Study finds major computer virus threat

Posted by Rick C. Hodgin

San Diego (CA) - Two graduate students from UC-San Diego, Erik Buchanan and Ryan Roemer, have published a paper demonstrating that the process of creating a known form of computer virus can be automated more easily than previously thought. Application of a concept known as "return-oriented programming" can allow even properly written programs to be taken over, thereby becoming agents of the attacker. Is this threat real? And should we be concerned?





The call stack



When computer programs are running, they use something named a "call stack" internally. This thing keeps track of where a program is and what it's doing. It also includes important information used by the program. Suppose the user is asked for a filename to save a file. Some of the information on the call stack would be a pointer to the name that was typed in. Here's a simple example:









In this example there are three things called functions, main(), function1(), function2(). They are "called" with parameters, and after executing their code they return back to next line. The way to read this is to say that "main calls function1 with the value (or parameter) three. Then, function1 calls function2 with five." After those two function calls, the program would be where it says "// here we are!," and the call stack looks like that on the right.
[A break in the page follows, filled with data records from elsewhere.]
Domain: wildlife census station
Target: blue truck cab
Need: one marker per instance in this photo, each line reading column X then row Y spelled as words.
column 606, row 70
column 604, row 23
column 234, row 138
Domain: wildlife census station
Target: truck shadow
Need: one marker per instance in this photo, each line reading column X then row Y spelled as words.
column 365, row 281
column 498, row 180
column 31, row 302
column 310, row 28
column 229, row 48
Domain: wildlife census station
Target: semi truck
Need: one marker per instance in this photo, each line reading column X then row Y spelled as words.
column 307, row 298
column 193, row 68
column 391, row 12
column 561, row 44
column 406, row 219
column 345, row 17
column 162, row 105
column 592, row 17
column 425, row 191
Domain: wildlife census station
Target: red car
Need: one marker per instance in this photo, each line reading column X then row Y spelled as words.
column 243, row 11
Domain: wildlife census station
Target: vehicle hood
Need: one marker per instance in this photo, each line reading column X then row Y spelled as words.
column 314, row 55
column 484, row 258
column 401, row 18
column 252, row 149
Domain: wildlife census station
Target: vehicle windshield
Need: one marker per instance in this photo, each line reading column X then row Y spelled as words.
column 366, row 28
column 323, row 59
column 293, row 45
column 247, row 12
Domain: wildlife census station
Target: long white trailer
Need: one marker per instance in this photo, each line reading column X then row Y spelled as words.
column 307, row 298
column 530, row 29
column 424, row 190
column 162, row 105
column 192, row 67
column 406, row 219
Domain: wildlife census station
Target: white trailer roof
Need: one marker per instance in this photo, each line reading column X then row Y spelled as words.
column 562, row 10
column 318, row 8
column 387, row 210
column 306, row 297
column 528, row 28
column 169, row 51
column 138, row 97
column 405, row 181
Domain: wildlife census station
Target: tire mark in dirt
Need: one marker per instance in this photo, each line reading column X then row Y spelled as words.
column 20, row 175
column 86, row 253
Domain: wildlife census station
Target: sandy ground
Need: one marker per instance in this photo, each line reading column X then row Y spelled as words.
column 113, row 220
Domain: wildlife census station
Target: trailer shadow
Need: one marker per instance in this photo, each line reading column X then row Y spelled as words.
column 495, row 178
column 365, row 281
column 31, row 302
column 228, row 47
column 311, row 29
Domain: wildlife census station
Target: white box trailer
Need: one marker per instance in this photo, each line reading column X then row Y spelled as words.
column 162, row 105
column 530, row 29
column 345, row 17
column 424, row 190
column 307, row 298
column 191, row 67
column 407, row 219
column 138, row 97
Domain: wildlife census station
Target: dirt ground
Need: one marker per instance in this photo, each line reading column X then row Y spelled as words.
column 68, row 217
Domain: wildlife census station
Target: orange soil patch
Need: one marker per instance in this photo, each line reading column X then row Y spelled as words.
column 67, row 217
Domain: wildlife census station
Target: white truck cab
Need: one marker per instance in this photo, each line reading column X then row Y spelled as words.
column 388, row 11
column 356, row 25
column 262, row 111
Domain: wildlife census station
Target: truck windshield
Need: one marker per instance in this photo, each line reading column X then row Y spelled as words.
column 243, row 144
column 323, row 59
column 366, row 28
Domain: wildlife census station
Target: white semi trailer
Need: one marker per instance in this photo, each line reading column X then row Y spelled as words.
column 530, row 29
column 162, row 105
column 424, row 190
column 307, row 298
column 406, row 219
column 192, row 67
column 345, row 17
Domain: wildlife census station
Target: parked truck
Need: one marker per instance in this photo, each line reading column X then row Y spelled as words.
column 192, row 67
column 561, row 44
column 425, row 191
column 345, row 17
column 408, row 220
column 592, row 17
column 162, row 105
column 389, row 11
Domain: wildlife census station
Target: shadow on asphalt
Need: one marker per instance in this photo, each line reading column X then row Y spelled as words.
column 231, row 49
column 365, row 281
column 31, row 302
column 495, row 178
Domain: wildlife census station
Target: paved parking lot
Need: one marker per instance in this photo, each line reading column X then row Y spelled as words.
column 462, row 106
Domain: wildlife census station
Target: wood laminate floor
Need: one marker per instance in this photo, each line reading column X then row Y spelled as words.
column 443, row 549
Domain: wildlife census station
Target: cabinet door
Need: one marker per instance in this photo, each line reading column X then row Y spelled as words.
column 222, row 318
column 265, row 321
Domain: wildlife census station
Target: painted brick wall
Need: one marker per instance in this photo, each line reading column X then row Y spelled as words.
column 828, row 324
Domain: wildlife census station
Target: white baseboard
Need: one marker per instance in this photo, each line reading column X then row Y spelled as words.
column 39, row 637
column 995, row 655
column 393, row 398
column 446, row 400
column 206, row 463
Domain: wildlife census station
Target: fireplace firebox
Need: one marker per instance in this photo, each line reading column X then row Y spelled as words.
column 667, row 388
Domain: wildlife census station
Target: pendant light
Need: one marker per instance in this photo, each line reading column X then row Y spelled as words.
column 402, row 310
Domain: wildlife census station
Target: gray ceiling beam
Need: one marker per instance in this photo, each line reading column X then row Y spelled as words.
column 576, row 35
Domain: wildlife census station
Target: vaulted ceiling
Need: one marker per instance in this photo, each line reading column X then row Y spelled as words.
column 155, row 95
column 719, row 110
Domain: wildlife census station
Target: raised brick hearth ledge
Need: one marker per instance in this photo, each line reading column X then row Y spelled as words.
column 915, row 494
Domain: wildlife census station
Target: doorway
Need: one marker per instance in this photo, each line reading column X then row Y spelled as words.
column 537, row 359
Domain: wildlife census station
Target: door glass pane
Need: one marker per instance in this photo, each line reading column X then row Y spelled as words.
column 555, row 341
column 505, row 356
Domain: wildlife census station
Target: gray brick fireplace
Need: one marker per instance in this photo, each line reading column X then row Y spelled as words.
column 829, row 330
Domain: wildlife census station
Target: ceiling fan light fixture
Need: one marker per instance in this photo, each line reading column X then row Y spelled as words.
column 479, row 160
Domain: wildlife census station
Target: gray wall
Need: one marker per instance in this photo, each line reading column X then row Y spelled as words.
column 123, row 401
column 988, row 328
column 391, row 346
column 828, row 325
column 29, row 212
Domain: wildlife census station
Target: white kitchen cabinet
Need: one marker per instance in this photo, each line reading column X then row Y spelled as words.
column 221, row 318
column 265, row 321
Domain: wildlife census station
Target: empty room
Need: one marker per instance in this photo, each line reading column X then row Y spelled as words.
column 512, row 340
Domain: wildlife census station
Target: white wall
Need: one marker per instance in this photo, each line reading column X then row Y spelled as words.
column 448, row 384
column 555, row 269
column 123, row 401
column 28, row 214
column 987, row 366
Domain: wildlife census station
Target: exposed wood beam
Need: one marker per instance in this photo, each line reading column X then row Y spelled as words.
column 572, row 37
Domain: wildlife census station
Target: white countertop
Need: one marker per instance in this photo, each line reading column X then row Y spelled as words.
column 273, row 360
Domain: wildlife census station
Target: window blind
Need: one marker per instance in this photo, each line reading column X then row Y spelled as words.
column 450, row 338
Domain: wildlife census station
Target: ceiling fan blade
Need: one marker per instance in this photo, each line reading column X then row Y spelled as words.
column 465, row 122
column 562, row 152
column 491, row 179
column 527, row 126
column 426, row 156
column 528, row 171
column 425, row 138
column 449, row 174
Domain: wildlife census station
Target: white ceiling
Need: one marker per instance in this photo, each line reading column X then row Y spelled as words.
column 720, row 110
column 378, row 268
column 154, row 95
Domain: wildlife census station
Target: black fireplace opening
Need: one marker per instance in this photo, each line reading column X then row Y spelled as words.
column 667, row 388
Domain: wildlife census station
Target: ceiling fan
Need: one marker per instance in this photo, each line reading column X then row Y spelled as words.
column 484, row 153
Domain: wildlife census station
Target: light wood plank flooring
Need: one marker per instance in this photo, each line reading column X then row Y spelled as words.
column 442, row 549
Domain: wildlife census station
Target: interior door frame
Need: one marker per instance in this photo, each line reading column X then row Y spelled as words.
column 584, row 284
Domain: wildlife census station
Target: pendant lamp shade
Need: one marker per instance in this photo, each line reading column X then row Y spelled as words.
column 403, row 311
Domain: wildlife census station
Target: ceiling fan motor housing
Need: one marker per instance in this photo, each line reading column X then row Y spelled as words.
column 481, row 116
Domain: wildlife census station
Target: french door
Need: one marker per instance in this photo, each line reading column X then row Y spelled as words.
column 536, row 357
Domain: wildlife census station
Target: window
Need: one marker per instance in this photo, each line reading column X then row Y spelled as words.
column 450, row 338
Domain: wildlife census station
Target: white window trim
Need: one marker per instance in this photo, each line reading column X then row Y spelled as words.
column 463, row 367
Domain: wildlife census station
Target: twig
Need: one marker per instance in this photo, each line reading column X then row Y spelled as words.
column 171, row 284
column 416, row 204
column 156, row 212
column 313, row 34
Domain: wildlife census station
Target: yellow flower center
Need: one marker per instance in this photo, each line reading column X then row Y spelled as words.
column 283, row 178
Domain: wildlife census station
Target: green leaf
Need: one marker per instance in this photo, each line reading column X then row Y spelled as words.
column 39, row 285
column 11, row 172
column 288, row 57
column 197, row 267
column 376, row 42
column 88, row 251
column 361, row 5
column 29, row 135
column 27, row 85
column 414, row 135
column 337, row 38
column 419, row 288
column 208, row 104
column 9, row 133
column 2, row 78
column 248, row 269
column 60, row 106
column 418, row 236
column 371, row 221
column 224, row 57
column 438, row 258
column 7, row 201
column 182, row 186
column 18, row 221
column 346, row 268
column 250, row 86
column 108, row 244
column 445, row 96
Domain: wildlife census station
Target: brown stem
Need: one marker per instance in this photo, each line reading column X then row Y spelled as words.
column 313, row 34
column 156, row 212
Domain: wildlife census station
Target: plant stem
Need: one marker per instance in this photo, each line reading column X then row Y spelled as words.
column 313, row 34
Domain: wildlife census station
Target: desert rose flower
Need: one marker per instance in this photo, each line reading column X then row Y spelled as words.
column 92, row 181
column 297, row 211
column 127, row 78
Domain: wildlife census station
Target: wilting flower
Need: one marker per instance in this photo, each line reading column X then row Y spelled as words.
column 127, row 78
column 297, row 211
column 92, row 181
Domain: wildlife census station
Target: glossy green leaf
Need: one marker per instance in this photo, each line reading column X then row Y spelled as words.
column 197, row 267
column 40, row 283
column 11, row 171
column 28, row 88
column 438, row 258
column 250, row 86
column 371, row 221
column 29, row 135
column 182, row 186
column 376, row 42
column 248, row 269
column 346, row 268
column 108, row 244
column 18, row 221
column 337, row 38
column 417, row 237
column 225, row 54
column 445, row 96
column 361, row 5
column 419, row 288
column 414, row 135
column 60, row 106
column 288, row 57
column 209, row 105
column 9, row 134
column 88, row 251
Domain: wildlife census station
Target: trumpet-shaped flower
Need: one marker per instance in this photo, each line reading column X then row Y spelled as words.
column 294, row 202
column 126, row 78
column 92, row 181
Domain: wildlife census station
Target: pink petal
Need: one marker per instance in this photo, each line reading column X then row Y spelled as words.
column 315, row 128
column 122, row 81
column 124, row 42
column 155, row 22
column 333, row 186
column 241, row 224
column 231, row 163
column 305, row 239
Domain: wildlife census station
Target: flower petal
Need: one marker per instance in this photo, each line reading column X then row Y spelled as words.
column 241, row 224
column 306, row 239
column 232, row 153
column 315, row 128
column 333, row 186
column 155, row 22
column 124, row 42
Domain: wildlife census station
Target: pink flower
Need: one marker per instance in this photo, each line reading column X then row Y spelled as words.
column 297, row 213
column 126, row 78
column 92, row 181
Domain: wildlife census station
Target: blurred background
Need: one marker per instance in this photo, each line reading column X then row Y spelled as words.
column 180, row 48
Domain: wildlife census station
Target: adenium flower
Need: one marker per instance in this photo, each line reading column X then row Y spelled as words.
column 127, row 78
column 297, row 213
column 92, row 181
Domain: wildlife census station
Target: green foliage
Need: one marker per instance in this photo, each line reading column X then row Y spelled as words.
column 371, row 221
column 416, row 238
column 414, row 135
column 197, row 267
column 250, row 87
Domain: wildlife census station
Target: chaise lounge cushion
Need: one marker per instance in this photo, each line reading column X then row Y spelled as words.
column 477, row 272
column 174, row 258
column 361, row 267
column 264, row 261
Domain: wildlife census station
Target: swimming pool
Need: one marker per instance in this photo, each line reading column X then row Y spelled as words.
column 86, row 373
Note it has a trail of breadcrumbs back to the top-level function, which in this case is main. When function2 is completed, it will return back to function1 and remove the "5" from the stack in #0992. After function1 is done, it will return back to main and remove the "3" from the stack in #1000".





The virus exploit



If we consider that inside every program there are literally thousands of little functions like these that do specific things, then it becomes very easy to recognize a potential use for virus writers. If they can alter the return address to not point to function1 or main, then they can take control of the program and transfer it anywhere they want to.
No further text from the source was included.